保険適用事業所は審査で圧倒的に有利になるため、開業資金の融資資産を有利にするために認可取得の目処がついてから融資の申し込みをすることで資金調達は容易になるでしょう。
デイサービスは売上の入金が3ヶ月先になる
デイサービスの売上の入金はサービスの提供から最大3ヶ月後になります。
これは介護保険が請求から入金までに時間がかかることに起因しています。
介護保険は前月分の保険料を翌月に請求し、入金になるのは請求月の翌月末です。
1月に提供した介護サービスは2月に請求。入金になるのは3月末になり、介護サービス提供から入金までは最大3ヶ月先になります。
開業時は翌々月末まで入金がないため、手元には最低でも3ヶ月分の運転資金を保有しておかなければなりません。
デイサービスの運転資金は人件費などによって膨大になるので開業時にはかなりの金額を手元に残して置かなければならないことは頭に入れておくべきでしょう。
開業後1年以内の銀行融資は難しい
また、開業後に「やはり運転資金が必要」と気づいて借入を希望しても、簡単に銀行や日本政策金融公庫から融資を受けることはできません。

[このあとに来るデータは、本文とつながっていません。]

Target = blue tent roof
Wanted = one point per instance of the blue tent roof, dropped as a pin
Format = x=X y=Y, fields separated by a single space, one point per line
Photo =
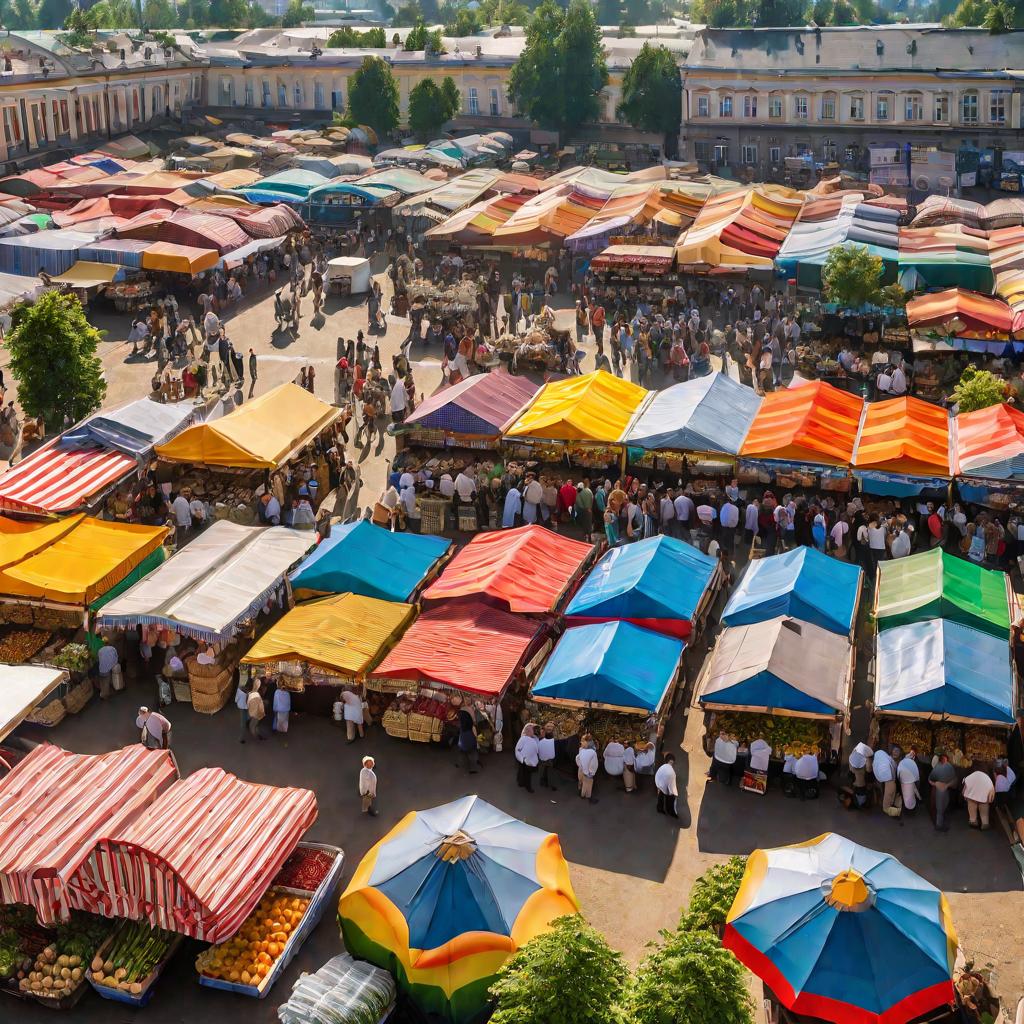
x=617 y=665
x=361 y=558
x=943 y=669
x=804 y=584
x=657 y=578
x=708 y=414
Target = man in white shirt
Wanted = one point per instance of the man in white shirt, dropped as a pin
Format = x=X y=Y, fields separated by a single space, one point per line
x=979 y=794
x=668 y=786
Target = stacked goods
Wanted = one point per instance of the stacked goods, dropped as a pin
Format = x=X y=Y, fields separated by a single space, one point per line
x=343 y=991
x=249 y=956
x=786 y=735
x=131 y=955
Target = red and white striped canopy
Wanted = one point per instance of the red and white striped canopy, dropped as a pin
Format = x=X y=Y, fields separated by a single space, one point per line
x=199 y=859
x=53 y=808
x=60 y=479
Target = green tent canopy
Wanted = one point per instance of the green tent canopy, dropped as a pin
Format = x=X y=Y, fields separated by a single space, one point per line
x=937 y=585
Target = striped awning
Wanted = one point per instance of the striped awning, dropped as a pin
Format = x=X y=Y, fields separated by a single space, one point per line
x=62 y=479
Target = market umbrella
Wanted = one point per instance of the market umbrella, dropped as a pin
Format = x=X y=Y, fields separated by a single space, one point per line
x=448 y=896
x=844 y=933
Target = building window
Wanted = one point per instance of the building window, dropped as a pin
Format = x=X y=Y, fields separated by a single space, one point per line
x=997 y=107
x=969 y=109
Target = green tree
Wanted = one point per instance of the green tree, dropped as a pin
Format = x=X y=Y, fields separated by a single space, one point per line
x=558 y=79
x=373 y=95
x=978 y=389
x=296 y=13
x=568 y=975
x=652 y=92
x=53 y=358
x=851 y=276
x=689 y=978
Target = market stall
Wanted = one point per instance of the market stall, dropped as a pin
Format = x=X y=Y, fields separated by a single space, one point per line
x=936 y=585
x=445 y=939
x=940 y=685
x=784 y=681
x=205 y=598
x=455 y=653
x=658 y=583
x=361 y=558
x=803 y=584
x=529 y=569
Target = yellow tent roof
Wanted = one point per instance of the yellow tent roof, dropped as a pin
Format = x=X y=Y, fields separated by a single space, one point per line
x=74 y=560
x=344 y=633
x=596 y=407
x=261 y=434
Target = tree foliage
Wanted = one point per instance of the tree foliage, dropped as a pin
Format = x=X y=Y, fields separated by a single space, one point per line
x=978 y=389
x=373 y=95
x=652 y=90
x=53 y=358
x=568 y=975
x=852 y=276
x=558 y=79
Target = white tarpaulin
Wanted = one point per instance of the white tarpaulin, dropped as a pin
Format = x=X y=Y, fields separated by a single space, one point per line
x=221 y=577
x=781 y=665
x=22 y=688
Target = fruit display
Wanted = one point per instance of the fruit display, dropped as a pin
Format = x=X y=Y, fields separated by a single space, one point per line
x=248 y=957
x=132 y=954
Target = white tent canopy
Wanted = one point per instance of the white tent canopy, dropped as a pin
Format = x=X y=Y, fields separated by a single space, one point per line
x=23 y=687
x=223 y=576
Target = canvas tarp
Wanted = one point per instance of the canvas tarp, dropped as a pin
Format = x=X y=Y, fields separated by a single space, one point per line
x=658 y=583
x=904 y=435
x=467 y=645
x=261 y=434
x=610 y=665
x=224 y=574
x=936 y=585
x=780 y=666
x=363 y=558
x=815 y=424
x=480 y=404
x=708 y=414
x=803 y=584
x=71 y=561
x=597 y=407
x=527 y=569
x=943 y=670
x=344 y=633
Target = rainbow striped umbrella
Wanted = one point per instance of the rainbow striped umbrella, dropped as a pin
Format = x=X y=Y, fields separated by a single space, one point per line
x=844 y=933
x=448 y=896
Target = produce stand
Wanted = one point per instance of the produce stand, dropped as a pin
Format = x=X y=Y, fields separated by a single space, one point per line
x=313 y=902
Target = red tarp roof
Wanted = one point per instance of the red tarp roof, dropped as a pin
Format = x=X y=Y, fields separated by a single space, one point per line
x=197 y=860
x=54 y=806
x=528 y=569
x=471 y=646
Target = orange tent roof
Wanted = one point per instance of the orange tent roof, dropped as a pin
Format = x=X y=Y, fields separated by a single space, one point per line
x=816 y=423
x=904 y=435
x=526 y=569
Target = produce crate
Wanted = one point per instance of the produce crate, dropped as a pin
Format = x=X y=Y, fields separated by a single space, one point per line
x=148 y=984
x=318 y=901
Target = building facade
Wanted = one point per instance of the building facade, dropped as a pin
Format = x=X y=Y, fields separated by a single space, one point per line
x=754 y=97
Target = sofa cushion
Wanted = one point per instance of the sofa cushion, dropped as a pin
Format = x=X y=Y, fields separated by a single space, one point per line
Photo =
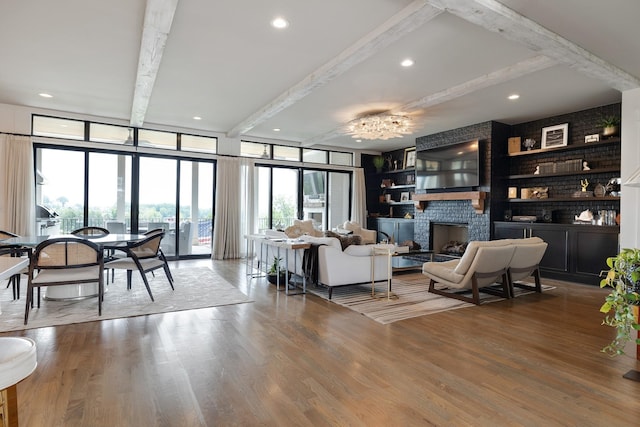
x=345 y=241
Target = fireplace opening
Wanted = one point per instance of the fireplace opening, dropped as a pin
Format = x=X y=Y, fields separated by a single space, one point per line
x=449 y=239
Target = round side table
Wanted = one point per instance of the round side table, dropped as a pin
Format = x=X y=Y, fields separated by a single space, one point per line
x=17 y=361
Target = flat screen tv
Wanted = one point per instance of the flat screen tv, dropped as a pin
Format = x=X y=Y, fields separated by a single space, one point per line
x=453 y=166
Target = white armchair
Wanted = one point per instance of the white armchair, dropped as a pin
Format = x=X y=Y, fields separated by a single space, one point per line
x=368 y=236
x=483 y=264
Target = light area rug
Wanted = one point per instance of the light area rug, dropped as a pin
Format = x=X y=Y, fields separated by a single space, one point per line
x=412 y=300
x=194 y=288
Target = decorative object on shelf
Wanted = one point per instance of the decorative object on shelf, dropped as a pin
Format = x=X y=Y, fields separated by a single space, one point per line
x=584 y=183
x=514 y=144
x=613 y=187
x=610 y=126
x=599 y=190
x=539 y=192
x=409 y=158
x=585 y=217
x=555 y=136
x=592 y=138
x=378 y=163
x=379 y=126
x=621 y=304
x=529 y=143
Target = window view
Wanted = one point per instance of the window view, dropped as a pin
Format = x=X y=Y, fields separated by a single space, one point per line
x=285 y=197
x=60 y=201
x=196 y=206
x=110 y=192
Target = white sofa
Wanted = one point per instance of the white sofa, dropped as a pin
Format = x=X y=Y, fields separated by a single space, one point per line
x=336 y=267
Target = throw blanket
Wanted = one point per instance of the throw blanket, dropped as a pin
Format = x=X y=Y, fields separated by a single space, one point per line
x=310 y=263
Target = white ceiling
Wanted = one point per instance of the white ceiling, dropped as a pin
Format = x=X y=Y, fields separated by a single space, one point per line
x=224 y=62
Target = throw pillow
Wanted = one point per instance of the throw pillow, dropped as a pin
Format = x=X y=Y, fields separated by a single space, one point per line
x=345 y=241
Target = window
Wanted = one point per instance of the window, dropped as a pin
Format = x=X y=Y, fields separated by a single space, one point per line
x=201 y=144
x=58 y=128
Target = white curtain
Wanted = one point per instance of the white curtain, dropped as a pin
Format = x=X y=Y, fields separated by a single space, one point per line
x=359 y=200
x=17 y=185
x=235 y=209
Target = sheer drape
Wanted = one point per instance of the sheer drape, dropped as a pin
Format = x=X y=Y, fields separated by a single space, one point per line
x=359 y=199
x=17 y=185
x=235 y=209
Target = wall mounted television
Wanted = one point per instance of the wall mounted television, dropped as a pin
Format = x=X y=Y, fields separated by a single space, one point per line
x=454 y=166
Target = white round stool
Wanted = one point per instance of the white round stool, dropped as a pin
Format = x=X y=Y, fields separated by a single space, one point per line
x=17 y=361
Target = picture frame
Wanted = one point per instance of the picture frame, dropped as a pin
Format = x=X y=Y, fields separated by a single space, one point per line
x=555 y=136
x=409 y=158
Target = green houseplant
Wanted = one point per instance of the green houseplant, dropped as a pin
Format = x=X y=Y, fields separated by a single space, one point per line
x=610 y=125
x=623 y=278
x=276 y=269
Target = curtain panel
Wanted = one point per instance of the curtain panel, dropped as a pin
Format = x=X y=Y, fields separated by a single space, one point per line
x=17 y=185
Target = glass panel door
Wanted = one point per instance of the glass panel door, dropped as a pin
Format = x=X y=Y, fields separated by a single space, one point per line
x=110 y=191
x=157 y=199
x=196 y=208
x=285 y=197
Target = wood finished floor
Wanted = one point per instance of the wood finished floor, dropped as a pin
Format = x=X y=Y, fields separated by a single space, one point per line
x=300 y=360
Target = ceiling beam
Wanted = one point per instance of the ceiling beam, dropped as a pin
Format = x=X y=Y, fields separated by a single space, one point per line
x=402 y=23
x=496 y=17
x=502 y=75
x=158 y=17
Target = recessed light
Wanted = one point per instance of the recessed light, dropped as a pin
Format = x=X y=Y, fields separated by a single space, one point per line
x=280 y=23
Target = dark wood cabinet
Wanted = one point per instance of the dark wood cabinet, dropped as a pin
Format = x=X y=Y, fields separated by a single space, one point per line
x=576 y=252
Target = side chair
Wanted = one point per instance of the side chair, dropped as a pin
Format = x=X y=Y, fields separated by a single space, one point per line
x=65 y=261
x=145 y=256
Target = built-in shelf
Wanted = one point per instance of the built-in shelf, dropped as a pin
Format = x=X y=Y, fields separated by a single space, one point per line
x=587 y=172
x=476 y=198
x=566 y=199
x=566 y=148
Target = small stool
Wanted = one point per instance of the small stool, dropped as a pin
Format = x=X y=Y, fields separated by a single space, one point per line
x=17 y=361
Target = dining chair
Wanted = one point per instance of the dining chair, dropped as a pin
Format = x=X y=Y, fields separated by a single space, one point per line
x=145 y=256
x=14 y=251
x=91 y=231
x=65 y=261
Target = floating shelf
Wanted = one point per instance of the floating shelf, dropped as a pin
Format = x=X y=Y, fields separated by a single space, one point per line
x=476 y=198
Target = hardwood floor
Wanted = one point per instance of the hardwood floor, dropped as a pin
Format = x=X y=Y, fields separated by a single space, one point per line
x=300 y=360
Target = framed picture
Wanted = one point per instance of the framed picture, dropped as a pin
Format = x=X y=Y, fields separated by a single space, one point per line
x=409 y=158
x=555 y=136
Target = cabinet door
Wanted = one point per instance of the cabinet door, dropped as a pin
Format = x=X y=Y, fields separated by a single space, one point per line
x=510 y=231
x=556 y=258
x=592 y=250
x=405 y=231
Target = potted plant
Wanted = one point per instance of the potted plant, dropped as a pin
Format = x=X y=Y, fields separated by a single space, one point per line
x=276 y=270
x=621 y=304
x=610 y=125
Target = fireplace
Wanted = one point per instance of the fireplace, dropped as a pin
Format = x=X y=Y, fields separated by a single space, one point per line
x=449 y=238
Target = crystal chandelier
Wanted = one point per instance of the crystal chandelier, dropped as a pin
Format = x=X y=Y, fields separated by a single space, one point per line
x=379 y=126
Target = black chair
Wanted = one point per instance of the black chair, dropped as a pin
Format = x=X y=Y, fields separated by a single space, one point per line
x=144 y=255
x=64 y=261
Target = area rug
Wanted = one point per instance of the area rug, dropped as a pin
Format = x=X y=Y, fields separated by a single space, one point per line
x=412 y=300
x=194 y=288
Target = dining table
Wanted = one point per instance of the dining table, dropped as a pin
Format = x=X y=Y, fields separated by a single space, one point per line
x=73 y=291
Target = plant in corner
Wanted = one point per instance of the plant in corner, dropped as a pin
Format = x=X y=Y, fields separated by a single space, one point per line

開業1年以内では決算書ができていない状態です。そして決算書のない状態での融資は創業融資という形になりますが、開業時の設備資金ですでに創業融資を借りてしまっている場合には2度も創業融資を借りることは難しいのが実情です。
すでに開業前に開業に必要な資金を銀行から借りてしまっている場合、その1年以内に銀行や日本政策金融公庫から新たな融資を受けることは難しいと考えた方がよいでしょう。
開業時に運転資金の借入も忘れずに
開業後1年以内に運転資金を借りることは難しいのが実情です。
そもそも開業後に最初の介護保険が入金になるまで資金繰りが苦しいことは事前に把握できているはずですので、開業資金を借りる時には、少なくとも3ヶ月分の運転資金を一緒に借りるようにしてください。
開業後に追加で運転資金の借入を行うことは難しいですが、開業前であれば当面の運転資金を借りることは難しいことではありません。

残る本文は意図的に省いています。